Research quesion 3: For the final question, I will look into the relationship between cancer and smoking.
Research quesion 1:
Determine drinkers and non drinkers
brfss2013 <- brfss2013 %>%
mutate(alcohol_drinker = ifelse(alcday5 > 100, "Drinker", "Non drinker"))
brfss2013 %>% group_by(alcohol_drinker) %>% summarise(count = n())## # A tibble: 3 x 2
## alcohol_drinker count
## <chr> <int>
## 1 Drinker 235412
## 2 Non drinker 236719
## 3 <NA> 19644
Find number of individuals with depression who have drinking and smoking habits
dep_smoke <- brfss2013 %>% filter(!is.na(addepev2), !is.na(smoke100)) %>% select(addepev2, smoke100)
dep_drink <- brfss2013 %>% filter(!is.na(alcohol_drinker), !is.na(addepev2)) %>% select(addepev2, alcohol_drinker)Summaries
depsmoke_sum <- dep_smoke %>% group_by(addepev2, smoke100) %>% summarise(count = n())
depdrink_sum <- dep_drink %>% group_by(addepev2, alcohol_drinker) %>% summarise(count = n())
depsmoke_sum## # A tibble: 4 x 3
## # Groups: addepev2 [2]
## addepev2 smoke100 count
## <fct> <fct> <int>
## 1 Yes Yes 52850
## 2 Yes No 40848
## 3 No Yes 161297
## 4 No No 219742
## # A tibble: 4 x 3
## # Groups: addepev2 [2]
## addepev2 alcohol_drinker count
## <fct> <chr> <int>
## 1 Yes Drinker 41343
## 2 Yes Non drinker 51630
## 3 No Drinker 193242
## 4 No Non drinker 183847
Visualization
According to the visualizations above, we see that there is actually a slightly higher number of non drinkers who have a depressive disorder. This does not align with my assumption that more individuals with depressive disorders would have a drinking habit. For smokers, we see that the number of smokers with depressive disorder is actually higher, but not high enough to suggest a relationship between the two variables.

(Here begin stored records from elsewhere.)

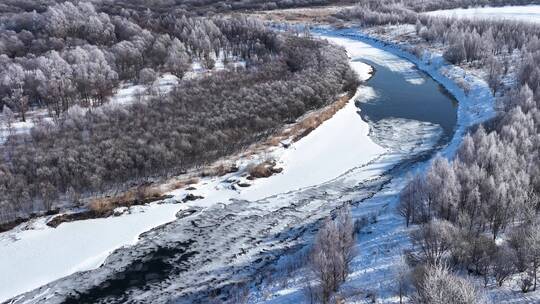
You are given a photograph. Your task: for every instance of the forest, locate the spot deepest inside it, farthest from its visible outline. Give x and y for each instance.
(478, 214)
(69, 58)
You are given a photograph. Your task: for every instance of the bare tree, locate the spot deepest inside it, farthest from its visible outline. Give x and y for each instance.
(332, 253)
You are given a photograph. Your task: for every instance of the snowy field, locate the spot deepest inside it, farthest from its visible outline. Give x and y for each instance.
(528, 13)
(336, 163)
(380, 246)
(86, 244)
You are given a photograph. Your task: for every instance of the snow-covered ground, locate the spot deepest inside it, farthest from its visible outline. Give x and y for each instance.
(380, 246)
(528, 13)
(339, 154)
(233, 227)
(35, 254)
(86, 244)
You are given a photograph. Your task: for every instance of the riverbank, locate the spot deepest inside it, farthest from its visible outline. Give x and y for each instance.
(98, 238)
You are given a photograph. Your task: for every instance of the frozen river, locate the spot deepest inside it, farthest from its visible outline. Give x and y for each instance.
(230, 234)
(527, 13)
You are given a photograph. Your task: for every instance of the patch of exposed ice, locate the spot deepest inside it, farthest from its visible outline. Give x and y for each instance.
(526, 13)
(359, 49)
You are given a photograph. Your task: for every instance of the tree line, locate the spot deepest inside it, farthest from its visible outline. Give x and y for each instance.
(480, 212)
(73, 54)
(93, 150)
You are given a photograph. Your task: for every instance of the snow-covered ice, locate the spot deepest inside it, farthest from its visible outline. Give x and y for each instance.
(35, 254)
(84, 245)
(381, 245)
(527, 13)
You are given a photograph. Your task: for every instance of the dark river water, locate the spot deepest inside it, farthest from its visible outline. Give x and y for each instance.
(424, 100)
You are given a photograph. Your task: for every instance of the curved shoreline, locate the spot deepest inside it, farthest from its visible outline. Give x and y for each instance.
(455, 134)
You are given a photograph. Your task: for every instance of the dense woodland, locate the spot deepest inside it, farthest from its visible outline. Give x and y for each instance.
(70, 57)
(478, 214)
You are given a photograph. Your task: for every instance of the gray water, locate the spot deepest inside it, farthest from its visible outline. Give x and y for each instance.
(398, 98)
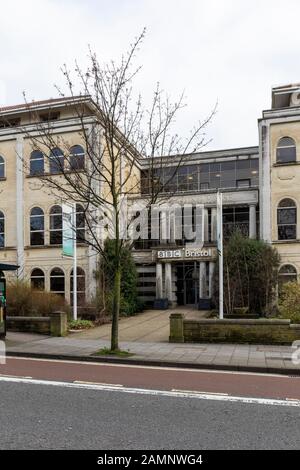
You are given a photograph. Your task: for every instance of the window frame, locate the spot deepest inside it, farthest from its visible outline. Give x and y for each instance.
(41, 231)
(281, 225)
(281, 147)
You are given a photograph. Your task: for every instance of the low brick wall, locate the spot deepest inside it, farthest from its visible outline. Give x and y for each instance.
(54, 325)
(262, 331)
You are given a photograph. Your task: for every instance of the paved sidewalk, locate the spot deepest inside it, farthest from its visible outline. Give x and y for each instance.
(218, 356)
(150, 326)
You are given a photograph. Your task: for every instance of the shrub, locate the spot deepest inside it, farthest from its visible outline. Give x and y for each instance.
(80, 324)
(129, 302)
(250, 275)
(24, 301)
(289, 302)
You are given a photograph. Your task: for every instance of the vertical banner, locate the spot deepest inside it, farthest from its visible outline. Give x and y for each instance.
(69, 247)
(68, 235)
(220, 249)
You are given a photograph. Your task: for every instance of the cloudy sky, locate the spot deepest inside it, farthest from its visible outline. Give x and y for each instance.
(229, 51)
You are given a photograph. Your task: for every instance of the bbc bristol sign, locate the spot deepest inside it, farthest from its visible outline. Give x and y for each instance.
(184, 253)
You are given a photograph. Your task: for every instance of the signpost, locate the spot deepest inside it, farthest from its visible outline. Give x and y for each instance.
(69, 246)
(220, 249)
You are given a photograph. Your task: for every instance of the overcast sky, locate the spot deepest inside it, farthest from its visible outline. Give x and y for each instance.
(229, 51)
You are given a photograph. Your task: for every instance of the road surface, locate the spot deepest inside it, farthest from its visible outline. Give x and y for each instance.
(70, 405)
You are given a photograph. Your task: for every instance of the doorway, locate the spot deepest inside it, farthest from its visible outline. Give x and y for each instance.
(187, 283)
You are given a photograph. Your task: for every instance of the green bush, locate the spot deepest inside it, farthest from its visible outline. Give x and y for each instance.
(129, 303)
(24, 301)
(80, 324)
(289, 302)
(250, 275)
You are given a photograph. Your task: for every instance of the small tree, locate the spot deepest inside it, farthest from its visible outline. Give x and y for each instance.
(289, 301)
(117, 134)
(129, 303)
(250, 275)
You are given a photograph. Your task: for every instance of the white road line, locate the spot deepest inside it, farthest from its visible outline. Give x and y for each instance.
(135, 366)
(162, 393)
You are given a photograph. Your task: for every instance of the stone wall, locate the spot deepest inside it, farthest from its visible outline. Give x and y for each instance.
(54, 325)
(262, 331)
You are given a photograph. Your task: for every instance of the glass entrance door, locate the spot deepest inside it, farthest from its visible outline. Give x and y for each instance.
(187, 284)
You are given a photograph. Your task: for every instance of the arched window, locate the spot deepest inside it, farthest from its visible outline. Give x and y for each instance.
(2, 230)
(36, 163)
(76, 157)
(57, 281)
(80, 286)
(57, 161)
(287, 220)
(286, 150)
(2, 167)
(80, 224)
(56, 225)
(37, 226)
(287, 273)
(37, 279)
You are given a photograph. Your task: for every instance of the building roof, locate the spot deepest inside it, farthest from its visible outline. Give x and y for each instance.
(52, 102)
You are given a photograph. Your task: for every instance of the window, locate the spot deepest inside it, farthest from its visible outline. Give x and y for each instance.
(286, 150)
(243, 183)
(37, 226)
(51, 116)
(56, 225)
(2, 167)
(287, 220)
(287, 273)
(80, 286)
(76, 158)
(57, 161)
(80, 224)
(57, 281)
(37, 279)
(2, 230)
(36, 163)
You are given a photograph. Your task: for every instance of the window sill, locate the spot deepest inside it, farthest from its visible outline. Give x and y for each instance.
(33, 247)
(46, 175)
(286, 164)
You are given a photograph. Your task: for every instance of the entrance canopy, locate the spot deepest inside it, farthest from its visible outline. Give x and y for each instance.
(8, 267)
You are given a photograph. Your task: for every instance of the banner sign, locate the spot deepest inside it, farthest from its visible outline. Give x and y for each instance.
(68, 231)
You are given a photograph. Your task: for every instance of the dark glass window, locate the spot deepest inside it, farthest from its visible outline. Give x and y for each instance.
(202, 176)
(37, 227)
(235, 219)
(56, 225)
(287, 273)
(80, 286)
(36, 163)
(76, 158)
(57, 281)
(2, 167)
(243, 183)
(37, 279)
(287, 220)
(2, 230)
(286, 150)
(57, 161)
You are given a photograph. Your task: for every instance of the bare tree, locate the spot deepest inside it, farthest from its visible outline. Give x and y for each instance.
(118, 134)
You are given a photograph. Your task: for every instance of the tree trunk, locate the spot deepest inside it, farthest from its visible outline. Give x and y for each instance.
(116, 310)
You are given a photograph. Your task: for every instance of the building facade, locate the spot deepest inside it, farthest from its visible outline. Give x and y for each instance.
(260, 198)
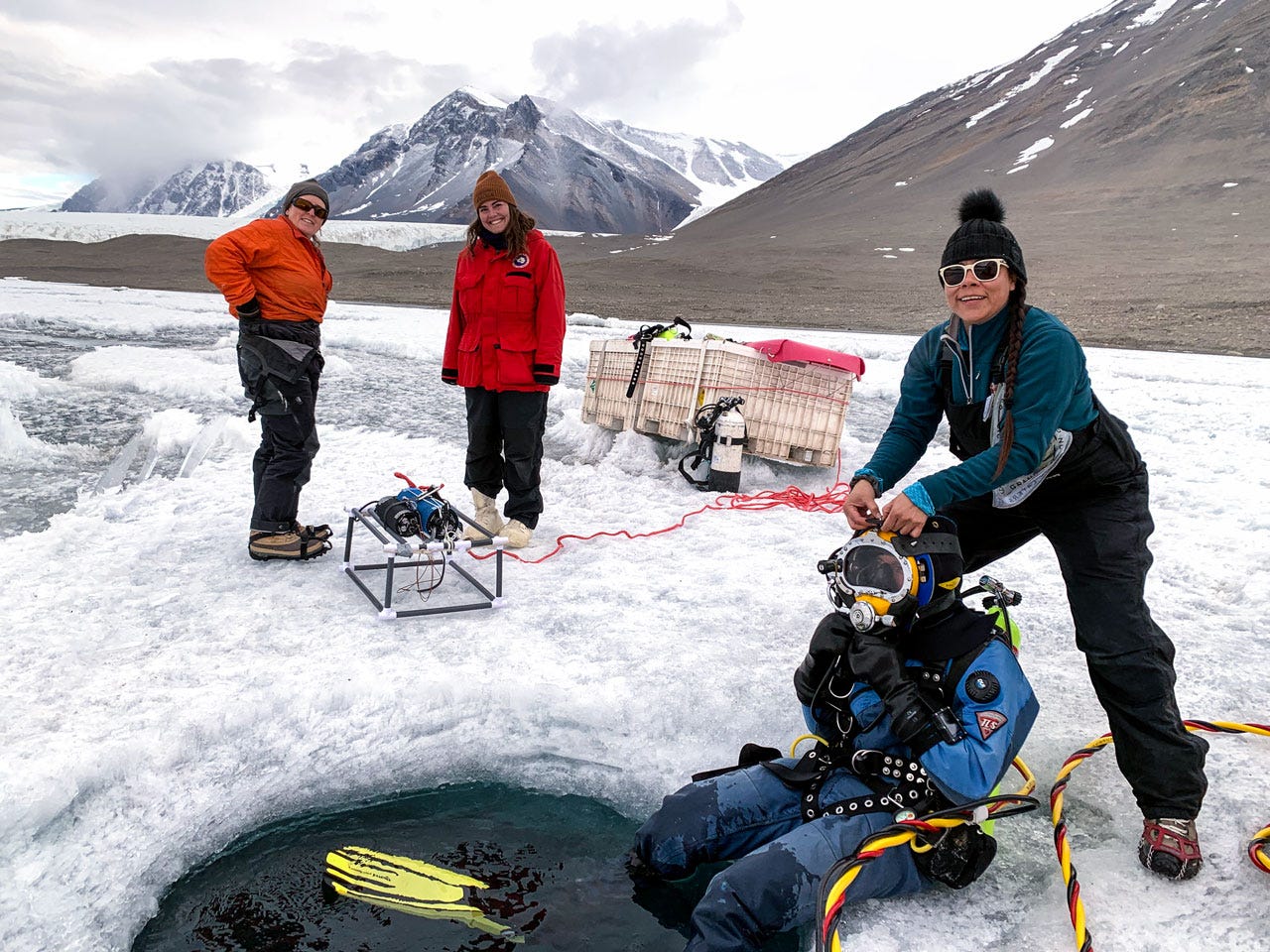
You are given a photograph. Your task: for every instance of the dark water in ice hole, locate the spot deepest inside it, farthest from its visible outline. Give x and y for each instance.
(556, 865)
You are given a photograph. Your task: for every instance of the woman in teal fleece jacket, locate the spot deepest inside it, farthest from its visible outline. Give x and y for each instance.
(1040, 456)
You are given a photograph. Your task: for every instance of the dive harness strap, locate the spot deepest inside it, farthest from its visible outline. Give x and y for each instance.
(705, 422)
(649, 331)
(749, 756)
(262, 358)
(897, 783)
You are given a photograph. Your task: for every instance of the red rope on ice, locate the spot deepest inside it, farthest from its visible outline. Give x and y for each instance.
(828, 502)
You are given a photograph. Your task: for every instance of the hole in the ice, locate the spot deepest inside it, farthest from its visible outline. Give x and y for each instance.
(554, 866)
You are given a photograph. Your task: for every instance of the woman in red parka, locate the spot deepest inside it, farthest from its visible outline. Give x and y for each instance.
(503, 347)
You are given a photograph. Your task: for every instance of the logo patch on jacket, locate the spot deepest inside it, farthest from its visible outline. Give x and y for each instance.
(982, 687)
(989, 722)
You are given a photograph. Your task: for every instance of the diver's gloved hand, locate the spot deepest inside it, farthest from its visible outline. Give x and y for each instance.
(829, 642)
(249, 309)
(916, 721)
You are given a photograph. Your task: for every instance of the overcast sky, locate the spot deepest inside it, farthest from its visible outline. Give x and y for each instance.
(90, 87)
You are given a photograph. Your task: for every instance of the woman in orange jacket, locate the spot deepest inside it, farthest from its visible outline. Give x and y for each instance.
(504, 347)
(276, 282)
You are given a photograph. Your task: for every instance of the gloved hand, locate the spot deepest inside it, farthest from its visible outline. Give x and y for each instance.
(248, 309)
(917, 722)
(829, 642)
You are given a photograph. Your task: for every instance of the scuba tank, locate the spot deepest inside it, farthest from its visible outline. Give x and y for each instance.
(729, 440)
(720, 445)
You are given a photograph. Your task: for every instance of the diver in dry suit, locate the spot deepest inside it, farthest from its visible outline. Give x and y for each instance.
(1040, 456)
(920, 705)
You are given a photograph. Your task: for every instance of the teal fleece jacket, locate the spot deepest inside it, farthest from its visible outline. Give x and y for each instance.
(1052, 391)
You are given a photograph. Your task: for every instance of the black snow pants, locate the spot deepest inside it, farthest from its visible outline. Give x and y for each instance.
(1095, 515)
(280, 365)
(504, 448)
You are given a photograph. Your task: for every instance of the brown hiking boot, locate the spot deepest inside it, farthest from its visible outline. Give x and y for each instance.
(263, 546)
(321, 532)
(1170, 848)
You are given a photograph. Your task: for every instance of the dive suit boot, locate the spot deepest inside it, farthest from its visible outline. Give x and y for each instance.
(485, 516)
(1170, 848)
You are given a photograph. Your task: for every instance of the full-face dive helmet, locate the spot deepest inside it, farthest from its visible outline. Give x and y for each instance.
(883, 579)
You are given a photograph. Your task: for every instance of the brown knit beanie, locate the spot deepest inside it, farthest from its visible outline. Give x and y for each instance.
(982, 234)
(492, 188)
(309, 186)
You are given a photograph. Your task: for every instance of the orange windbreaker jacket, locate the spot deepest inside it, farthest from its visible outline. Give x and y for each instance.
(270, 261)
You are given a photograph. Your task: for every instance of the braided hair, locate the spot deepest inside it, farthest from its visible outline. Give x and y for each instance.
(1017, 306)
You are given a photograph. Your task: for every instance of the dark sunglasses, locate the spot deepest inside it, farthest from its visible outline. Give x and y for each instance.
(304, 204)
(985, 270)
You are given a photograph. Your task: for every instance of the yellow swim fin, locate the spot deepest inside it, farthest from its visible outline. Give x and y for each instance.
(411, 887)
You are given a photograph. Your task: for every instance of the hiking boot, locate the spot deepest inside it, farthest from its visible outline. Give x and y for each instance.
(517, 534)
(321, 532)
(1170, 848)
(263, 546)
(485, 516)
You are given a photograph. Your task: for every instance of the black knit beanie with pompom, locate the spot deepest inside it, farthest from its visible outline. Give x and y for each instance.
(982, 234)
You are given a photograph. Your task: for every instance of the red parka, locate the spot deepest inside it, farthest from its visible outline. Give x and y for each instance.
(506, 318)
(270, 261)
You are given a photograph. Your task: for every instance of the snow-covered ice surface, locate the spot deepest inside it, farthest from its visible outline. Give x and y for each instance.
(167, 694)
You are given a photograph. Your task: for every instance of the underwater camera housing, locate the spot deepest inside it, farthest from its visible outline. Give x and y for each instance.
(399, 517)
(418, 512)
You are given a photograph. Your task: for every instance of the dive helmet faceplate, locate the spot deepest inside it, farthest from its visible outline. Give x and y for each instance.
(883, 579)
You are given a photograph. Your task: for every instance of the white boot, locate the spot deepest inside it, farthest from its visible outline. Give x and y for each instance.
(517, 534)
(486, 516)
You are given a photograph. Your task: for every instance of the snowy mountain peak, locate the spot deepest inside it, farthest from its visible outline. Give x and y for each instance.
(217, 189)
(570, 171)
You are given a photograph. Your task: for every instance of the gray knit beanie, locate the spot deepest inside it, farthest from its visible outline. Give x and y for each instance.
(309, 186)
(982, 234)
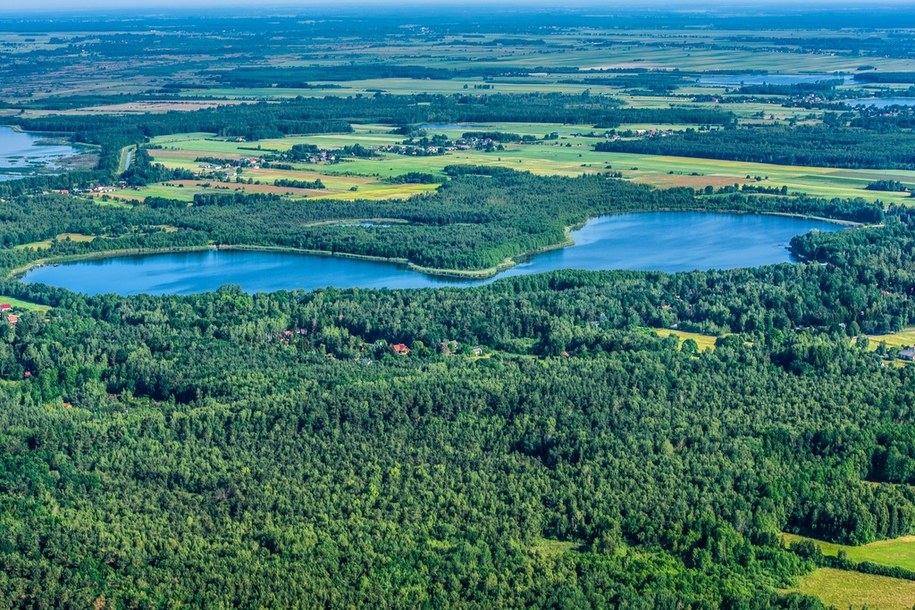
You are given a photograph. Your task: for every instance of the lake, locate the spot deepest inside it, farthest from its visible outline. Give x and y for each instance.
(735, 80)
(22, 153)
(650, 241)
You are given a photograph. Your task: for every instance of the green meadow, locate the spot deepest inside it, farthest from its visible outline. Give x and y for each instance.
(898, 552)
(841, 589)
(570, 155)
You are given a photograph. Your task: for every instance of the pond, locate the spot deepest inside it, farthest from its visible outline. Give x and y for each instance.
(656, 241)
(22, 153)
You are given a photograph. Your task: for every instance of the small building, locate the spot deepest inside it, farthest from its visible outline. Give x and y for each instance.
(400, 348)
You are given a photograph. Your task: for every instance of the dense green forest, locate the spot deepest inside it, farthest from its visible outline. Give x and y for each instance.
(538, 442)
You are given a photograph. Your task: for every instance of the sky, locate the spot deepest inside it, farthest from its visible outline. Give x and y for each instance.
(70, 6)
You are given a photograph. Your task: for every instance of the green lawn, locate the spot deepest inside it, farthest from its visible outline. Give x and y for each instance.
(899, 552)
(904, 338)
(46, 243)
(852, 589)
(568, 156)
(20, 305)
(705, 342)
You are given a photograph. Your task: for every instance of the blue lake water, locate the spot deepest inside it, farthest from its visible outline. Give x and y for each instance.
(734, 80)
(22, 153)
(656, 241)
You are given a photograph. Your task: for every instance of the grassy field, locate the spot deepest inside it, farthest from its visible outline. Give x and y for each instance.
(46, 243)
(19, 304)
(570, 155)
(904, 338)
(898, 552)
(705, 342)
(852, 589)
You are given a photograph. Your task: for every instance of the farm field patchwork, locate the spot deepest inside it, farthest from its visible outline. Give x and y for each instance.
(570, 155)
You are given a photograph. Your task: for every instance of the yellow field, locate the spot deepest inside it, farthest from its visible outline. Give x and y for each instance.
(20, 305)
(904, 338)
(571, 155)
(705, 342)
(899, 552)
(852, 589)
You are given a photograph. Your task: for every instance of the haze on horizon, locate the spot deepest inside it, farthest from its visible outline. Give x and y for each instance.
(68, 6)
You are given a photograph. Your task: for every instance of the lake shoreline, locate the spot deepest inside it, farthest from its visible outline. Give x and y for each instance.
(458, 274)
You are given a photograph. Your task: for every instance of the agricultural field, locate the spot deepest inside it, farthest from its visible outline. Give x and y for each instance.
(903, 338)
(842, 589)
(345, 357)
(19, 305)
(46, 243)
(570, 155)
(705, 342)
(898, 552)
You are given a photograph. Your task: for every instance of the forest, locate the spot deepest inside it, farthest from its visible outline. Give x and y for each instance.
(606, 440)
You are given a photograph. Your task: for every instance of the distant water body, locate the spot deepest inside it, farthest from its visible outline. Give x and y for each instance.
(22, 153)
(651, 241)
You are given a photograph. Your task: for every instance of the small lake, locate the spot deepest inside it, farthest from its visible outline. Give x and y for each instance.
(650, 241)
(883, 102)
(735, 80)
(22, 153)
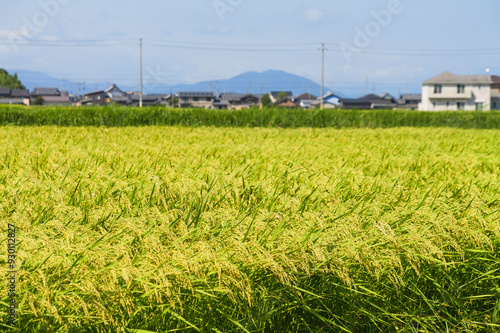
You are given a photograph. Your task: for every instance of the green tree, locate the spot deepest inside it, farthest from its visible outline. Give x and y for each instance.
(266, 100)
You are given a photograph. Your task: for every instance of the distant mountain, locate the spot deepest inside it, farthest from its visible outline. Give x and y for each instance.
(254, 82)
(250, 82)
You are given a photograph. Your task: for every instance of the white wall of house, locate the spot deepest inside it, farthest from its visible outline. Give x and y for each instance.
(473, 97)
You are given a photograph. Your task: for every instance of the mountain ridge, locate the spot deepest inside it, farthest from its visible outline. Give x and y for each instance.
(247, 82)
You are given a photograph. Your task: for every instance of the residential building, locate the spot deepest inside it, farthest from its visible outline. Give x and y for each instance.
(409, 101)
(448, 91)
(196, 99)
(276, 95)
(496, 83)
(95, 98)
(306, 96)
(4, 92)
(237, 101)
(57, 100)
(355, 103)
(14, 96)
(330, 101)
(385, 101)
(286, 102)
(43, 92)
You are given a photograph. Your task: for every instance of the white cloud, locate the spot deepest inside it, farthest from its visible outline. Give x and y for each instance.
(314, 15)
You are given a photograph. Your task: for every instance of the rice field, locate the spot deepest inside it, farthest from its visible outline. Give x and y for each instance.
(210, 229)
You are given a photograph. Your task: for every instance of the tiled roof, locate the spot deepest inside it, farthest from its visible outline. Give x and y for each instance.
(276, 93)
(20, 93)
(495, 79)
(196, 94)
(46, 92)
(306, 96)
(450, 78)
(411, 97)
(56, 99)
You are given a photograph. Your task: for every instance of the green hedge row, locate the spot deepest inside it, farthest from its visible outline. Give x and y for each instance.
(114, 116)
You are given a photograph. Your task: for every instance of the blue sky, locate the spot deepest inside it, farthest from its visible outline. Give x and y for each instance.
(373, 45)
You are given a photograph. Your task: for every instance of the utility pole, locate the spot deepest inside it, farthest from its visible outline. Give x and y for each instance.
(322, 74)
(140, 92)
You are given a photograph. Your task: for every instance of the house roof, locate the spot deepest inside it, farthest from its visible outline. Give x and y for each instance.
(276, 93)
(120, 99)
(411, 97)
(56, 99)
(12, 101)
(196, 94)
(231, 97)
(98, 92)
(146, 98)
(387, 96)
(450, 78)
(372, 97)
(346, 101)
(46, 92)
(305, 96)
(114, 88)
(288, 99)
(20, 93)
(495, 79)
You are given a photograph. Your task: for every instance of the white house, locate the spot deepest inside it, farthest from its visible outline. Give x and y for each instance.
(448, 91)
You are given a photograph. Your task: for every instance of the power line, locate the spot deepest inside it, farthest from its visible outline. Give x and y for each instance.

Notable, there is a significant difference between the number of smokers and non smokers without depressive disorders.
Research quesion 2:
Select veterens, depression, and sleep time variables
vet_dep_slp <- brfss2013 %>%
filter(!is.na(sleptim1), veteran3 == "Yes", !is.na(addepev2), sleptim1 < 12) %>%
select(veteran3, addepev2, sleptim1)
head(vet_dep_slp)## veteran3 addepev2 sleptim1
## 1 Yes Yes 3
## 2 Yes Yes 5
## 3 Yes No 8
## 4 Yes No 5
## 5 Yes No 8
## 6 Yes No 6
Summary
vet_summary <- vet_dep_slp %>% group_by(addepev2) %>% summarise(count = n(), mean = mean(sleptim1), median = median(sleptim1))
vet_summary## # A tibble: 2 x 4
## addepev2 count mean median
## <fct> <int> <dbl> <dbl>
## 1 Yes 9542 6.61 7
## 2 No 50019 7.11 7
Visualization
This bar plot shows the difference of veterans with and without depression.
The mean sleeping times of veterans with depression is 6.6, which is less than the recommended amount but still above the appropriate number of hours of sleep. It is less than the mean sleeping time of veterans without depression.
Research quesion 3:
Only selecting smokers to see their rate of cancer.
smoke_cancer <- brfss2013 %>%
filter(!is.na(chcocncr), smoke100 == "Yes") %>%
select(chcocncr, smoke100)
head(smoke_cancer)## chcocncr smoke100
## 1 No Yes
## 2 No Yes
## 3 Yes Yes
## 4 No Yes
## 5 No Yes
## 6 No Yes
Summary
## # A tibble: 2 x 2
## chcocncr count
## <fct> <int>
## 1 Yes 24586
## 2 No 190007
Visualization
The plot above shows that the number of smokers with cancer are far less than the number of smokers without cancer, which is a bit surprising. This graph may be misleading, since the data only records all types of cancer. If there was data for specifically lung cancer, the difference may not be very large.